As I mulled over some writing thoughts and avenues the last few weeks, life had continued on- as in, I had a playdate scheduled for my child the last week of Christmas break with four children and a very nice single male parent at a local amusement place.
Two things inexplicably came up. What we do for a living and what we enjoy in our spare time.
Sqweek sqwawk. I believe I sounded like a parrot choking on a dry cracker.
Well, we live in an extraordinarily small community. I clammed up and confessed in a text later, kinda. sorta. in a way. I wanted another playdate to happen and I also wanted to be accepted for the person I am. And I also didn’t wish to be labeled as “easy”, for I’ve been told while I’m a great catch… I’m even harder fishy to keep.
How does an erotica writer get past the stigma, even the self-induced criticism of what we write?

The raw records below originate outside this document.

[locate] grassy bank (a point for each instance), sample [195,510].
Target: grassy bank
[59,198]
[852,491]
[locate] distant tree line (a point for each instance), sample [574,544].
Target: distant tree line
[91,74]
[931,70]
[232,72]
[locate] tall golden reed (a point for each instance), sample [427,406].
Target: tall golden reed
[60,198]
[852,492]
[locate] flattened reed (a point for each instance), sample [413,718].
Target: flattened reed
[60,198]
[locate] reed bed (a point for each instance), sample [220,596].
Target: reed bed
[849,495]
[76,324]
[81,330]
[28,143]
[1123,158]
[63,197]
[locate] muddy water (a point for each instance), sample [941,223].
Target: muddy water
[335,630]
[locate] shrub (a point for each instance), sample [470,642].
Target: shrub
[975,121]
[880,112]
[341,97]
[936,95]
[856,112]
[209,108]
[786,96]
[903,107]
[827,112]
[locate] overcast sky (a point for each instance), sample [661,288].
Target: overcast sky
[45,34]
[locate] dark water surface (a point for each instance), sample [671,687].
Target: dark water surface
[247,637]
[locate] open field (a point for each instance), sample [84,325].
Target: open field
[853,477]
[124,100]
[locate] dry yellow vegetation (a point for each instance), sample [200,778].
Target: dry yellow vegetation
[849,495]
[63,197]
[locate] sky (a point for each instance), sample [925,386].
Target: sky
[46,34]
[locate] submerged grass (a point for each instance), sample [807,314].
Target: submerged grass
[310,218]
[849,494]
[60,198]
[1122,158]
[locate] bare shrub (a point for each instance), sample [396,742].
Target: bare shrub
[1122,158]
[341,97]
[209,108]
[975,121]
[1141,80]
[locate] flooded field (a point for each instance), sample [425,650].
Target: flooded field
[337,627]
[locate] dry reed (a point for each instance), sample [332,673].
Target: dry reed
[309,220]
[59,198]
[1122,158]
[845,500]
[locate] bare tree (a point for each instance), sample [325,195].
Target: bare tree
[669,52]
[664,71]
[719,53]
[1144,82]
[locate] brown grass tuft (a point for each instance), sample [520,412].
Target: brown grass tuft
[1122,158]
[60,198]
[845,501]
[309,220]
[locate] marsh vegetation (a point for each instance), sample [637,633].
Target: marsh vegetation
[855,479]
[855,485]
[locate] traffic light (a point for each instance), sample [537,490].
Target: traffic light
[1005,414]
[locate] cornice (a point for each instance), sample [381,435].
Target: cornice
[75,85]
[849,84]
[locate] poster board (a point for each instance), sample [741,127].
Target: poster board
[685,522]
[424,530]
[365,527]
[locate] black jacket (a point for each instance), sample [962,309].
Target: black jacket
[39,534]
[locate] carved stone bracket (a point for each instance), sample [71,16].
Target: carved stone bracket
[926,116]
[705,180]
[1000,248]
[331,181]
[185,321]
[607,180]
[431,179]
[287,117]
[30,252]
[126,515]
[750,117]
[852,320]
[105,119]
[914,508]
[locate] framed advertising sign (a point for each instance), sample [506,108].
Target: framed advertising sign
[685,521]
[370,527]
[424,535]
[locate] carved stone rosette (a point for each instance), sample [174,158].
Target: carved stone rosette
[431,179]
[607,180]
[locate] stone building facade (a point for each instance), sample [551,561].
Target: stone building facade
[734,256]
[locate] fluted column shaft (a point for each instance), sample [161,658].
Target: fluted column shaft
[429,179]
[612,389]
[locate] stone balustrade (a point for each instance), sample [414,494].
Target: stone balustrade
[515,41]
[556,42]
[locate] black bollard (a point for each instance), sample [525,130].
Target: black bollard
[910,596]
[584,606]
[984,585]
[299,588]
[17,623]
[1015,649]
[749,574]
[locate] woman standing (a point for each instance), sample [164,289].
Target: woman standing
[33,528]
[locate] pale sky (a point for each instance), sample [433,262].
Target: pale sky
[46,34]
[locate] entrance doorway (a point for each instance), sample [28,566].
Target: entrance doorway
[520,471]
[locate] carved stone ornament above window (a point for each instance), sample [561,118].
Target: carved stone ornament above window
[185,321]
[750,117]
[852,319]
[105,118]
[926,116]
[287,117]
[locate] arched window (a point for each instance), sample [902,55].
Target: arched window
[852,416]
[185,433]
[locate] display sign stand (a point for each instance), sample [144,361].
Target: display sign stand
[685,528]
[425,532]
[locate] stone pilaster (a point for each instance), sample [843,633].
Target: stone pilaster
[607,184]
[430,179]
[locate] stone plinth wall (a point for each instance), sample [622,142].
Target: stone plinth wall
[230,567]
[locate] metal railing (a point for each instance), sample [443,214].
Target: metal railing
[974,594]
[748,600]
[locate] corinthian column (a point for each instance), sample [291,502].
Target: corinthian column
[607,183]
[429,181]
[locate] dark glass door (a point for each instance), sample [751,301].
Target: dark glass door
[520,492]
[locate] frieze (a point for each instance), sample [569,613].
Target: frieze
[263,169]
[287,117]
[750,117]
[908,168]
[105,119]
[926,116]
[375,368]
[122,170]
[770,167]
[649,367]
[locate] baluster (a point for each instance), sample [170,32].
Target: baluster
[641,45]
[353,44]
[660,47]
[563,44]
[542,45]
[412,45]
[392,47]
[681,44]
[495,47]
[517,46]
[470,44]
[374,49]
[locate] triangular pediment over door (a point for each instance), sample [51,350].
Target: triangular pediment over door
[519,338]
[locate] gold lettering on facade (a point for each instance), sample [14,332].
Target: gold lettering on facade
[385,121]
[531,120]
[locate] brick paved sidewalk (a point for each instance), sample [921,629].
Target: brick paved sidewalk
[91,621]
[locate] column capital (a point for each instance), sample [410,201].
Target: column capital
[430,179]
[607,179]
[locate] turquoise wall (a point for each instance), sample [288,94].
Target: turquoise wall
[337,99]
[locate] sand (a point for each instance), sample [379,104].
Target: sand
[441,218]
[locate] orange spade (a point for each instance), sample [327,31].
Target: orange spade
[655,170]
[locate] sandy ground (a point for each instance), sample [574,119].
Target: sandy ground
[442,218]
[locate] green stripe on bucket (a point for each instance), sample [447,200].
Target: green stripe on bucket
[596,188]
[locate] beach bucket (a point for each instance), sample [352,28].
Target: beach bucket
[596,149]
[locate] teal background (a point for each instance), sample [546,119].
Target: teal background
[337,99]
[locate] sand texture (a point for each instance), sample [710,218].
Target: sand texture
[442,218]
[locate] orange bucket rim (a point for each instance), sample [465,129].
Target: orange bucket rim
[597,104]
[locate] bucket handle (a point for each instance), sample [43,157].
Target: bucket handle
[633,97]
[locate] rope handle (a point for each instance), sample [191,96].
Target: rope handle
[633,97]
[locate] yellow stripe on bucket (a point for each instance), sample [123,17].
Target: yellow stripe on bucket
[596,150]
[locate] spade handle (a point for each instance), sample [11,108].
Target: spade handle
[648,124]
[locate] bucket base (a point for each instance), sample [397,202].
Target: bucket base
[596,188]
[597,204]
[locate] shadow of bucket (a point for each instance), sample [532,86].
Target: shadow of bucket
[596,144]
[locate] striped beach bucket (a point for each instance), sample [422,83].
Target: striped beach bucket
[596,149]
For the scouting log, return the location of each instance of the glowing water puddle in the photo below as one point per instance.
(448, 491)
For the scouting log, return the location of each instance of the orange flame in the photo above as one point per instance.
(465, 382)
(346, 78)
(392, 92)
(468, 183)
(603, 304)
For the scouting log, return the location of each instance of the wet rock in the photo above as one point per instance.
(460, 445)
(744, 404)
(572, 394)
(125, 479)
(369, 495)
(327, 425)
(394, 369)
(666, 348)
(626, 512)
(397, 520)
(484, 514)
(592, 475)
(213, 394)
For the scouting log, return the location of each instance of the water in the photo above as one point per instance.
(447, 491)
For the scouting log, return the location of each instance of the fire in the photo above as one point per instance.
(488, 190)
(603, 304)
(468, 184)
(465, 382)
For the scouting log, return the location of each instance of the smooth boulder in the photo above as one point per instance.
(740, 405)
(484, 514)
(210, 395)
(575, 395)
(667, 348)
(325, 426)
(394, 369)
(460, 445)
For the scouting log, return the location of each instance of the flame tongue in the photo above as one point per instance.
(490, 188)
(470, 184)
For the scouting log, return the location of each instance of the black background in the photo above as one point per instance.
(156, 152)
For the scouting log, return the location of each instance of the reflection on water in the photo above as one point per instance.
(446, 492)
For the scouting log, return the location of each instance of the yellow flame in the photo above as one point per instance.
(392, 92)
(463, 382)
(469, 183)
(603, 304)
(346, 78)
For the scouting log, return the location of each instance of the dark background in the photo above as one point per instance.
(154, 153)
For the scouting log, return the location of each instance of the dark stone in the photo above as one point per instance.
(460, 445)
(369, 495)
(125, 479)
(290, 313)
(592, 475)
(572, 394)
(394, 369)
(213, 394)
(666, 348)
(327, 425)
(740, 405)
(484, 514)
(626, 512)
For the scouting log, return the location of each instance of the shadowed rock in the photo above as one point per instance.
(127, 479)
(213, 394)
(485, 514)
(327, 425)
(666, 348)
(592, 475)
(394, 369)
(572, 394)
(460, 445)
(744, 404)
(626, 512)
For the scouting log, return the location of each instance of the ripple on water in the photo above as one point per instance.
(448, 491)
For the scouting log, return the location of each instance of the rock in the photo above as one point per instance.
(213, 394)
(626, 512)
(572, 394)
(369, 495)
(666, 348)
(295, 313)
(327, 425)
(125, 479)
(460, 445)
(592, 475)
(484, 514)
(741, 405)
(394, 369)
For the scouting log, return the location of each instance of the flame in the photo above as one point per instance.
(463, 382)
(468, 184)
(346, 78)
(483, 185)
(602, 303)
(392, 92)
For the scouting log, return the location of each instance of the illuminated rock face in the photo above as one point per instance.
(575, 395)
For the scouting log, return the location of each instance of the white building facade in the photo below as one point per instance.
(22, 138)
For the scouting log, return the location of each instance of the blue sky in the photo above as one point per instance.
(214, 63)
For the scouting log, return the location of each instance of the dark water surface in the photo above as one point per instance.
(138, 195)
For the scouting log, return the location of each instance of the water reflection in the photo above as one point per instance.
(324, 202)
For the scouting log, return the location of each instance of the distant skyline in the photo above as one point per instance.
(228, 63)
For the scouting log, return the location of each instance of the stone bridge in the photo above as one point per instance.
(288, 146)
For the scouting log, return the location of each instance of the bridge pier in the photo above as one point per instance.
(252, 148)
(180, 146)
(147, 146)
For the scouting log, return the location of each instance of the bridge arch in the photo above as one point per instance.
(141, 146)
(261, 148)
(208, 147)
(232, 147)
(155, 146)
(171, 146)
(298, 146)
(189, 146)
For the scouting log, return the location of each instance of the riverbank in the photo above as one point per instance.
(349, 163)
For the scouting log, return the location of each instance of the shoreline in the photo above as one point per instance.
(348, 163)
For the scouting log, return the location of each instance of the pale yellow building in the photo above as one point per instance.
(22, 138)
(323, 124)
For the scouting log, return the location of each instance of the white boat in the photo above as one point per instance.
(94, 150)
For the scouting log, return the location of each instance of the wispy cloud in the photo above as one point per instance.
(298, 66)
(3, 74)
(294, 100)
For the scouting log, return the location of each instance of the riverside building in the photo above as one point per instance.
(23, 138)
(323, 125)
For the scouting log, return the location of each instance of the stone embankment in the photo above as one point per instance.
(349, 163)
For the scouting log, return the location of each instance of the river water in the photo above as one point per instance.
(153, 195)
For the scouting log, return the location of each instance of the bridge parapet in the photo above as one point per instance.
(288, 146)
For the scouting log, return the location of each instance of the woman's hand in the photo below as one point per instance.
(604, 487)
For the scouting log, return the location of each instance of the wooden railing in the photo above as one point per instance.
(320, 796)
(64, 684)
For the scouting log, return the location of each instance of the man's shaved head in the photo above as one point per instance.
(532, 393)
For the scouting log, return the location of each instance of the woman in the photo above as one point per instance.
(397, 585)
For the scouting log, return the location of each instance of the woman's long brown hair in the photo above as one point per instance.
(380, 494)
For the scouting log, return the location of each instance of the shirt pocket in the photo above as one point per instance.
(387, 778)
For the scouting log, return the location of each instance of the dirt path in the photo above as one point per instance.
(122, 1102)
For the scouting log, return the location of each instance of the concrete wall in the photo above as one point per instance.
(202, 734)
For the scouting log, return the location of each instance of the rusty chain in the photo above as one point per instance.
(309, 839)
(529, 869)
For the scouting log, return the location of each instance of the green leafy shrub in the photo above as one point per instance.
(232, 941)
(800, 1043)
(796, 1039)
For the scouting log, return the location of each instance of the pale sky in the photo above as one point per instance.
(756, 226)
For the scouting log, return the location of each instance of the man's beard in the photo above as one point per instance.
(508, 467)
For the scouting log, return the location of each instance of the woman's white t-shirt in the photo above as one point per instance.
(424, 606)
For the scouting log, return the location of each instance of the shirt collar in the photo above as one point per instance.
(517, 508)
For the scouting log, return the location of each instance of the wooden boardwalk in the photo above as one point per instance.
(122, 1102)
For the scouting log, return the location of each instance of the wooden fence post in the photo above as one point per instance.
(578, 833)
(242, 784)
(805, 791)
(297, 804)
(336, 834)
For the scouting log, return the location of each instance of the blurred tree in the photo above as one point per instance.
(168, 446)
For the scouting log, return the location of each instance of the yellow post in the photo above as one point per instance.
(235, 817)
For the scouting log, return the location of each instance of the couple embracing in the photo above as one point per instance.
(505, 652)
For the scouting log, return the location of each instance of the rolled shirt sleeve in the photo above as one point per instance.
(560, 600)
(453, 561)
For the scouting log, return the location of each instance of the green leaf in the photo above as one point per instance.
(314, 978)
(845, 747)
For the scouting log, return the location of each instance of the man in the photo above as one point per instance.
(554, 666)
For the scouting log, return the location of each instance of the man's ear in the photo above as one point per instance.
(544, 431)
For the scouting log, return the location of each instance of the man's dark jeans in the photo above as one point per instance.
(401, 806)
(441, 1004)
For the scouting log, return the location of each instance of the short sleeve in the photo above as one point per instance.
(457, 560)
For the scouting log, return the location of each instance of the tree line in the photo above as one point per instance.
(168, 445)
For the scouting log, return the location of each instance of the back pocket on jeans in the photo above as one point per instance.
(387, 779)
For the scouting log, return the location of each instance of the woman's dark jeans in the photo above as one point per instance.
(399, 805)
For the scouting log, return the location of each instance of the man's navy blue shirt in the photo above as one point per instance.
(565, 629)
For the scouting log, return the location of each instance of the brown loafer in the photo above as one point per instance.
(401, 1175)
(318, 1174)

I ended up having an extremely animated conversation with the maintenance man after the playdate ended, about how Stephen King may be a recluse but he’s an a-okay fella and certainly he isn’t morphing into a beer slug and going after people. He’s just happy to be a writer. Sure he’s weird. I love weird.
Hm did I mention “Night Shift” was my favorite? And that months ago I gave the maintenance man a copy of my rough draft manuscript after he’d watched me write for hours after the mall closed?
I recall the fiery empowerment of the influence of the artist Marina Abramovic who inspired me so much to bare it all, that I nearly photographed myself in the nude for the cover of “Finding Tina 1“. I was so full of passionate longings to connect to others on the most artistic yet primitive levels that I had also hit a sacrificial level, and was willing to lie on the slab for my writing and my beliefs and devote myself shamelessly as Marina had.
Or maybe I’d flipped the channels and caught Aslan’s sacrifice cracking the witches slab.
Someone pulled me aside and said that there was a way to do both with a little class.. and that I was already doing it, so why expose my flesh when I’m exposing my soul?
Albeit, there are some tainted souls in this little-known town of “Where Am I”, USA, that would love to see me Lady Godiva down the street… hair flowing, skin steaming in the morning air, my creamy thighs gently squeezing a brilliantly pale stallion’s flanks… my Cherokee spirit woven in Celtic heritage… I’m sure a few local ladies would like to see me chafe a little. Rock on!
A few weeks hiatus was plenty of rest. I’m glad to be back in the swing of writing, and I’ve painted my stallion to ride.